Etudes Sur L’Histoire D’Haiti Suivies de La Vie Du General J.M. Borgella, Volume 5… PDF

Un article de Wikipédia, l’encyclopédie libre. Au cours de l’histoire, ce supplice a revêtu différentes formes. Dans l’Antiquité, on attachait les condamnés aux rayons d’une roue pour les torturer etudes Sur L’Histoire D’Haiti Suivies de La Vie Du General J.M. Borgella, Volume 5… PDF les faire tourner parfois jusqu’à la mort. Les hagiographies légendaires des martyrs chrétiens des premiers siècles font état de roues de fer garnies de pointes destinées à déchirer les chairs, dont l’histoire ne semble cependant pas avoir gardé de traces.


Au milieu du Moyen Âge, apparaît un nouveau mode d’exécution au cours duquel le condamné à mort, après avoir eu les membres et la poitrine brisés en étant écartelé sur le sol ou sur une croix en bois, reste exposé sur une roue jusqu’à ce que mort s’ensuive. Selon la résistance du patient, l’agonie sur la roue pouvait durer de quelques instants à plusieurs jours. Pour des raisons de décence, la peine de la roue n’était pas appliquée aux femmes : celles-ci étaient condamnées au bûcher, à la pendaison ou à la décapitation, en fonction de leur crime ou de leur qualité. La roue, utilisée comme instrument de torture dans la Grèce antique, figure dans la comédie d’Aristophane Ploutos, écrite en 388 av.
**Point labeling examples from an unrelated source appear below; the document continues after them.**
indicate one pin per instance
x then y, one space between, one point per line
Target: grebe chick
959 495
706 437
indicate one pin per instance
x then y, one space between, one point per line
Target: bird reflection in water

Aristophane parle également de la roue dans la comédie La Paix : au vers 453, Trygée dit  qu’il soit étendu sur la roue et lacéré de coups de fouet. Athéniens pour rompre les membres des condamnés, mais pour les fouetter. Le récit est légendaire, mais il démontre que ce mode d’exécution était connu et pratiqué à cette époque. Il est rapporté qu’Appolinaris, sénateur de Rome, ayant été accusé d’être chrétien du temps de l’empereur Commode, son accusateur qui était esclave, fut condamné par le jugement de Perennis, préfet du Prétoire, à avoir les os brisés.

Les récits hagiographiques relatant les persécutions des chrétiens au cours des premiers siècles du christianisme font état de roues sophistiquées utilisée pour le martyre de plusieurs saints. L’invraisemblance des détails fournis exclut tout lien avec une réalité historique. Alors un officier de l’empereur lui conseilla de faire faire quatre roues garnies de lames de fer et de clous très aigus, afin de la mettre en pièces, qu’un supplice aussi cruel effrayât les autres chrétiens. Et l’on disposa les roues de façon que deux tournaient dans un sens et deux dans un autre, afin que les unes déchirassent ce que les autres auraient épargné. Et un ange brisa cette machine, et la fit éclater avec tant de force, que ses débris tuèrent quatre mille gentils. Un autre saint martyrisé à la même période est Georges de Lydda.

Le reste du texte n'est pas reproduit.